Your Guide will carry some medications in First Aid Kit and may suggest for medication such as Ibuprofen, Paracetamol, combination of them or specific AMS medication. Standard and effective medication for prevention of AMS is Acetazolamide (Diamox) and it may be given to help improve breathing and reduce mild symptoms. This drug can cause increased urination. Ensure you drink plenty of fluids and avoid alcohol when taking this drug.With severe cases of AMS, our guide will contact our office in Kathmandu and arrange your evacuation by helicopter. Before we accept you on the trek we will require that you purchase health and travel insurance including helicopter rescue and hospitalization.
You never know when the unexpected situation comes and put you in hearse condition. So such cases you will be rescued by Helicopter. You are entirely liable for all the expenses incurred in evacuation. So, before coming to Nepal, please make your travel insurance. Ask your guide to arrange a runner to the nearest communication point and inform office about requirement of a helicopter. For evacuation, we require the name of the sick person and the exact location from where helicopter can airlift you. You should not leave the place after calling Helicopter for evacuation though you are feeling better than before.
On the trek, there is a facility of purchasing safe drinking water in teahouses.It is better if you carry the water purifying pills on your own. On camping trek, the water will be treated with Potassium permanganate or Iodine. On the trail, water from the streams is safe to drink, but better not to use it directly for drinking.

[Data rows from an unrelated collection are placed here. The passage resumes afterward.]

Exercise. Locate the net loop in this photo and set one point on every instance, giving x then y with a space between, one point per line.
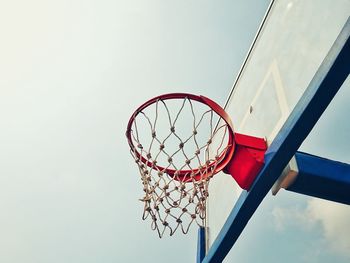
176 166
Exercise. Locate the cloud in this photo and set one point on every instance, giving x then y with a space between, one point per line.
331 218
334 219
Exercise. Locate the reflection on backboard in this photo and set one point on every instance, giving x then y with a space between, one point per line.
291 44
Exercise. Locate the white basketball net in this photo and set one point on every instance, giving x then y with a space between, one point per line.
176 201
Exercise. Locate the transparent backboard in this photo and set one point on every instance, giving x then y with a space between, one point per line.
290 46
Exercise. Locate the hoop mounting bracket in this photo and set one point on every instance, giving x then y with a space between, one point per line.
248 159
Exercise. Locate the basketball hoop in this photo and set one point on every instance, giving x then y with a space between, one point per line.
179 142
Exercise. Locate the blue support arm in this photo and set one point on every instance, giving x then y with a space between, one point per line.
322 178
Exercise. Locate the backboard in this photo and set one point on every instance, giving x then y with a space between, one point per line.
291 44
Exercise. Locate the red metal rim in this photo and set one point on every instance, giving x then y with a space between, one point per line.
183 175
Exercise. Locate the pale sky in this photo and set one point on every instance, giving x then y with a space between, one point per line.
72 73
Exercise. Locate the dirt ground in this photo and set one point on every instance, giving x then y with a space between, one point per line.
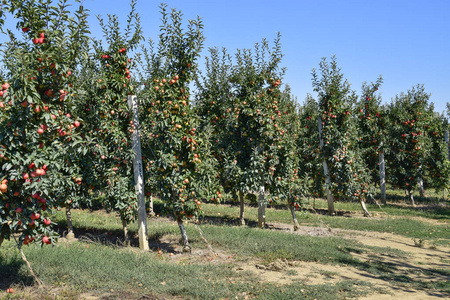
413 264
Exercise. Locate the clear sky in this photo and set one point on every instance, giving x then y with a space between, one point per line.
405 41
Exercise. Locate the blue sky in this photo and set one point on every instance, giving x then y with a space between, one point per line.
405 41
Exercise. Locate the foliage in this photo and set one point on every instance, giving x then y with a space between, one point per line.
408 142
349 177
178 164
38 125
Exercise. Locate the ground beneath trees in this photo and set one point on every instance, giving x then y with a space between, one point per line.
407 270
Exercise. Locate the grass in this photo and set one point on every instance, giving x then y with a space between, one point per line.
94 268
100 265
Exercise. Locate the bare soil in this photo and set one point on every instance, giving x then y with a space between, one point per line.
414 266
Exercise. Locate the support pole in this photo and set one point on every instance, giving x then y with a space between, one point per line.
261 207
139 175
382 177
330 198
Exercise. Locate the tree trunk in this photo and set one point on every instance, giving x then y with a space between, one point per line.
447 144
294 217
382 177
151 212
421 189
70 234
186 247
241 207
363 206
125 232
261 207
330 198
139 175
411 198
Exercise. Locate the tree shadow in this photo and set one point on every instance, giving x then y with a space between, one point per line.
400 274
10 272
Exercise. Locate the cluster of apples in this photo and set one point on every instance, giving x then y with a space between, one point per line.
40 40
3 92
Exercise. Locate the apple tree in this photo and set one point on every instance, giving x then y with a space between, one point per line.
178 162
110 120
309 148
407 139
344 171
38 125
372 136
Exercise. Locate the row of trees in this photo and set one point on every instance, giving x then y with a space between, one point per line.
225 132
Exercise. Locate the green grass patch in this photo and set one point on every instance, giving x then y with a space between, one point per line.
99 269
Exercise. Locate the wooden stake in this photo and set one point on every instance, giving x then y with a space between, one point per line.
139 175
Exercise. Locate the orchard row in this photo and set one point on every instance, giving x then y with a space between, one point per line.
66 127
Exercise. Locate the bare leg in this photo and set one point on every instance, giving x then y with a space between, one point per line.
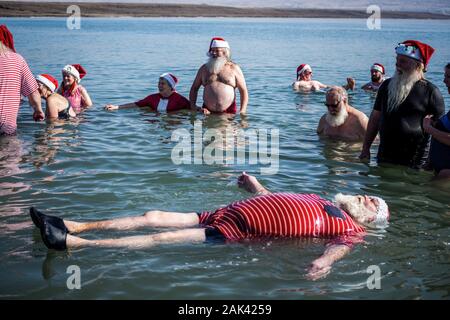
149 219
251 184
141 242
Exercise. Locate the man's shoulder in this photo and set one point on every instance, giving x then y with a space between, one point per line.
427 84
357 113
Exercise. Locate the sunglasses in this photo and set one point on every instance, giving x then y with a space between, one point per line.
332 105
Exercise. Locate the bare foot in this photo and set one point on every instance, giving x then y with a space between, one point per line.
249 183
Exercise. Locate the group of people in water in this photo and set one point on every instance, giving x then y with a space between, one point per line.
407 111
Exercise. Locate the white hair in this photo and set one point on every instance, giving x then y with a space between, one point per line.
340 91
354 208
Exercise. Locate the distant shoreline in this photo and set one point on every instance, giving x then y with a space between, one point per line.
58 9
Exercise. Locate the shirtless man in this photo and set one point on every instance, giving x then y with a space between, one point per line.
220 77
305 83
342 121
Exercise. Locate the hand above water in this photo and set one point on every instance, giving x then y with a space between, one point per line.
38 115
365 155
110 107
318 269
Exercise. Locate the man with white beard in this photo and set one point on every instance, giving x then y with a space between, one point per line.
265 215
220 77
342 121
402 103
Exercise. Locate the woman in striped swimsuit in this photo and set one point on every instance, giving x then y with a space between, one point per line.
265 215
57 107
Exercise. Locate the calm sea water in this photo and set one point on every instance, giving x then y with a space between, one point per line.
115 164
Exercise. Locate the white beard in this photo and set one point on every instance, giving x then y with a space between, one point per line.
399 88
215 65
351 205
337 120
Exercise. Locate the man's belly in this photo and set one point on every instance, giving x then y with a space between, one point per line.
218 96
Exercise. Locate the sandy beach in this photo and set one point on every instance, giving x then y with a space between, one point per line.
55 9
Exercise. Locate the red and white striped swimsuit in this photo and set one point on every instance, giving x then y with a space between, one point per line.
15 79
281 215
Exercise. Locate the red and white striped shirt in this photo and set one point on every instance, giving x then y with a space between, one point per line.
280 215
15 79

Security and a safe journey is our core objective of trekking. Our guide holds licenses issued by the Nepal Government and our staffs are local, honest, kind and genuine. But we also insist you to take care of your own personal belongings. If you are on ‘camping trek’ please take your main bag inside the tent once you reach campsite and put all bags and belongings in the middle of the tent when you feel sleepy. Your guide assigns a Sherpa on turn wise basis to guard the campsite throughout the night. If you are on ‘Tea house arrangement, never leave your baggage unattended and keep your lodge room locked when you go out.